Safety Laws in South Carolina
Child Car Seat Laws
While riding in a vehicle, children under the age of six need to be properly restrained by an approved child safety seat.
However, additional conditions apply:
- Children under 1 year old or weighing less than 20 lbs must be in a rear-facing child safety seat.
- Children 1 through 5 years old, weighing between 20 to 40 lbs., must be in a forward-facing child safety seat.
- Children over 1 through 5 years old, weighing 40 to 80 lbs., must be in a belt-positioning booster seat.

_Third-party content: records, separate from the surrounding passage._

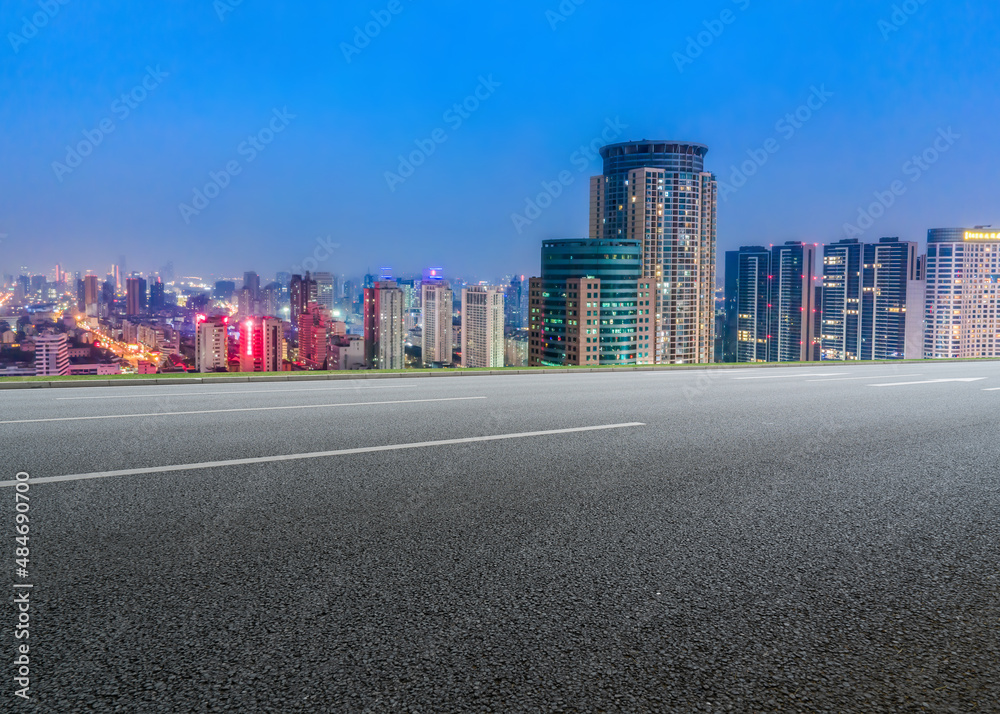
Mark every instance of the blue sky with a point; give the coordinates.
(895, 75)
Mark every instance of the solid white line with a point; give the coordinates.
(315, 455)
(929, 381)
(230, 411)
(790, 376)
(255, 391)
(870, 376)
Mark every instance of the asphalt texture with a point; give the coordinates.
(791, 540)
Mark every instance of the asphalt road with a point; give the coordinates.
(791, 540)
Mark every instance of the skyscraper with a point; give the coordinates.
(591, 305)
(211, 349)
(658, 193)
(302, 291)
(963, 293)
(261, 345)
(866, 301)
(91, 295)
(313, 326)
(512, 303)
(326, 287)
(841, 334)
(384, 326)
(483, 327)
(792, 292)
(223, 290)
(251, 281)
(747, 315)
(135, 296)
(247, 304)
(270, 299)
(889, 274)
(51, 356)
(157, 298)
(436, 336)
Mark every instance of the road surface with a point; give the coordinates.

- Regardless of age, children weighing over 80 lbs. or those who can can sit erect against the car seat and bend their legs over the seat's edge are not required to be in a booster seat.
In general, children under 6 years old cannot ride in the front seat. But, this stipulation is waived if the vehicle doesn't have a back seat, or if the back seat is occupied by other children under 6 years old.
If you're in the market for one, you can shop online for a child car seat any time of day. Before ordering, make sure to read our How to Buy a Child Safety Seat article.
To ensure a safety seat has been properly installed, visit an Office of Highway Safety fitting station. For more information, call (877) 349-7187.
With a few exceptions, everyone riding in a vehicle is required to wear a properly-fastened safety belt.
A police officer has the right to pull over a vehicle just because a rider was clearly observed not wearing a seat belt.
Drivers are responsible for ensuring that all passengers 17 years old and younger are properly secured. But, passengers 17 years old and younger who have their own driver's license, special restricted license, or beginner's permit, are responsible for their own conduct.
Drivers can be fined up to $25 per violation, up to a total of $50 per traffic stop. However, no points will be assessed for the offense.
Cell Phones and Texting
Currently, there is a statewide ban on texting while driving for drivers of all ages.
Anyone under 21 years old riding on a motorcycle must wear a helmet and wear protective goggles or a face shield.
South Carolina doesn't have any statewide rules specifically addressing the issue of leaving children unattended in a vehicle. However, deliberately endangering a child is against the law.
Use common sense and know that children (or pets) left are subject to getting ill or dying from the temperature (hot or cold), kidnapping, and getting out of their seats and into mischief. If you see a child locked in a car in a dangerous situation, call 911 and stay with the car. It's always better to be safe than sorry.